第79回中日文化賞の贈呈式が29日、名古屋市内で行われ、学術や芸術の分野で優れた業績を挙げた4人に賞状と正賞の腕時計、副賞の賞金が授与された。
賞の歴史と意義
中日文化賞は、日本国憲法の施行を記念して1947年に中日新聞社が制定した。大島宇一郎社長は式辞で、「社会は制定時と大きく変化したが、平和的、民主的、文化的な社会を築くことの重要性は変わらない」と述べ、受賞者の取り組みが「これからの時代を切り開く力になると確信している」と期待を寄せた。
受賞者と業績
受賞者とその業績は以下の通り(順不同)。
- 伊佐正氏(65歳)-自然科学研究機構生理学研究所所長。

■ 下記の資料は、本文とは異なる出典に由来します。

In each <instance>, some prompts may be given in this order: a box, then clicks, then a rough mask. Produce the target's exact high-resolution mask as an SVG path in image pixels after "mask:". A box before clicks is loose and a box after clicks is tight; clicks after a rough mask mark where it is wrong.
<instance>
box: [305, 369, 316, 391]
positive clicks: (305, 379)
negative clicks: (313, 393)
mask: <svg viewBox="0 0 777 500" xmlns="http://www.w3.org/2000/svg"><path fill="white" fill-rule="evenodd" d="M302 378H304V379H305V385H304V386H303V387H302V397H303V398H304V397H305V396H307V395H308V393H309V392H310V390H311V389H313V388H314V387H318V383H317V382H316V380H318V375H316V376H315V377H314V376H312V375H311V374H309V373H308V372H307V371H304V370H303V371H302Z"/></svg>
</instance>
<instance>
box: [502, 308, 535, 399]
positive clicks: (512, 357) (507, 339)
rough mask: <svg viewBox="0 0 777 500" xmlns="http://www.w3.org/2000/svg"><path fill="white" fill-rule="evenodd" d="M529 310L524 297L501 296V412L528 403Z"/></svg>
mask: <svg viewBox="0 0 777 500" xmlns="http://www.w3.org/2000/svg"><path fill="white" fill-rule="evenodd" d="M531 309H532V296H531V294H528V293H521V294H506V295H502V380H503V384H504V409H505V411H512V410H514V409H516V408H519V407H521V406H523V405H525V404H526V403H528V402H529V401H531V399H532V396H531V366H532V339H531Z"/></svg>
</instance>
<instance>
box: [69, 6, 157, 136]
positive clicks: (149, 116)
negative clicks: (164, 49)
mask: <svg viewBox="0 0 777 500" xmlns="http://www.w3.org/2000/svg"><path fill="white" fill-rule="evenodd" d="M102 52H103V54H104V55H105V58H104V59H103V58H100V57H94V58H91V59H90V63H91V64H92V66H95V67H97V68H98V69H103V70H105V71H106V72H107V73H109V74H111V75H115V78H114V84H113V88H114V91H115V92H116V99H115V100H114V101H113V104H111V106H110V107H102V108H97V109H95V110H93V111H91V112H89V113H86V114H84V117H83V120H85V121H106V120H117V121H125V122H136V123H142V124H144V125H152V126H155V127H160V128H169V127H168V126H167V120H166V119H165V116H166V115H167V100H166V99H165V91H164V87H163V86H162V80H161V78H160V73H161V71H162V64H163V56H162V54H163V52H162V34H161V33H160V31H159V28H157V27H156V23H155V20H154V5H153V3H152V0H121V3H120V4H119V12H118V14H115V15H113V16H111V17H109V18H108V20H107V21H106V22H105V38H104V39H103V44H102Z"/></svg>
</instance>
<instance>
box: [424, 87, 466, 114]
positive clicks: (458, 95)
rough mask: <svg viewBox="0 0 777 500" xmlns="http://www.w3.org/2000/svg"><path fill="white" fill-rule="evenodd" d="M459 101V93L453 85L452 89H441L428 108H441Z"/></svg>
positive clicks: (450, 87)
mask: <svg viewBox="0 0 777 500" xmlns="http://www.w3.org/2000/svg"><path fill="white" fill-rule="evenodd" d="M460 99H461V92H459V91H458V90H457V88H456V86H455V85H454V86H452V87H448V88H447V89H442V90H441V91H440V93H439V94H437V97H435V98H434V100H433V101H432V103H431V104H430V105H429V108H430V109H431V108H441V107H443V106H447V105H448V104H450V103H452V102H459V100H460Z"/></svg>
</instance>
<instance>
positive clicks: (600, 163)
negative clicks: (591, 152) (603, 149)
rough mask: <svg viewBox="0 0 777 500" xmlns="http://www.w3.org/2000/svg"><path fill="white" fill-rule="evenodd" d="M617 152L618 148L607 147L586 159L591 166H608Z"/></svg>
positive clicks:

機能喪失や意思決定を補完する脳の可塑性の解明。
- 吉田久美氏(68歳)-愛知淑徳大学食健康科学部教授。アントシアニンによる青い花の色の発現機構の研究。
- 亀山郁夫氏(77歳)-名古屋外国語大学長。ドストエフスキーの新訳などロシア文学の探究。
- 栗木京子氏(71歳)-歌人。現代をすくい取る優れた短歌創作と歌壇への貢献。
各受賞者はスピーチで今後の目標などを語った。同賞は今回の4人を含め、これまでに388人と11団体に贈られている。